4. Justin Cobbs, California
The senior is a true point guard with all the right intangibles to succeed at the next level. He makes smart decisions each outing and keeps everything running smoothly on the offensive end for Cal. Cobbs is second in the conference in assists, averaging 5.8 per game while averaging just 2.6 turnovers per game. He also leads the team in scoring, averaging 15.8 points per game. The aspect of Cobbs’ game I admire the most is his efficiency both scoring and distributing the ball. He is shooting .471 from the field and is great at converting at the charity stripe with .818 free-throw percentage. Cobbs can provide solid minutes and keep the offense in tact in a reserve role in the pros. He’s a potential second round pick in this year’s draft with solid upside as a backup NBA PG if given the right opportunity in the NBA.
5. Nick Johnson, Arizona
The guard is as clutch as anyone this year in the conference. With the game on the line and the team needing a bucket, Johnson is that man to take the shot almost every time in this situation.
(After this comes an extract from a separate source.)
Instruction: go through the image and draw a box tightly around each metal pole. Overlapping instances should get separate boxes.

He also plays lockdown D on the perimeter and comes up with big plays on the defensive end in the waning minutes of a game. The junior leads the team in scoring, averaging 16.0 points per game and has cashed in nine 20-point games on the season. Like Gordon, I think Johnson could use one more season at the collegiate level. He’s made big strides from his sophomore season to this season, but one more season at Arizona could be the icing on the cake. If a team does decide to take a chance on him, they would be getting a good leader and someone with the composure to make plays in the final minutes of the game. If anything he will be a second round pick in this year’s draft.
Jahii Carson, Arizona State
Carson has improved greatly from his freshman year up until now. He’s fourth in the conference in scoring, averaging 18.4 points per game. The guard also leads his team in distributing the ball with 4.4 assists per game on the season. In his freshman season, Carson had trouble using the left hand and it troubled some of his other abilities. This season it seems like he’s taken care of that problem and he now has the ability to do different things on the court. His 3-point game is what really standout about the sophomore this season. He’s shooting .407 from 3-point land, which is a big improvement over last year. The Sun Devil is an explosive player, and if he’s drafted by the right organization that can properly develop him in the next couple years, he can be a solid role player coming off the bench. He’s a projected second round pick in my opinion.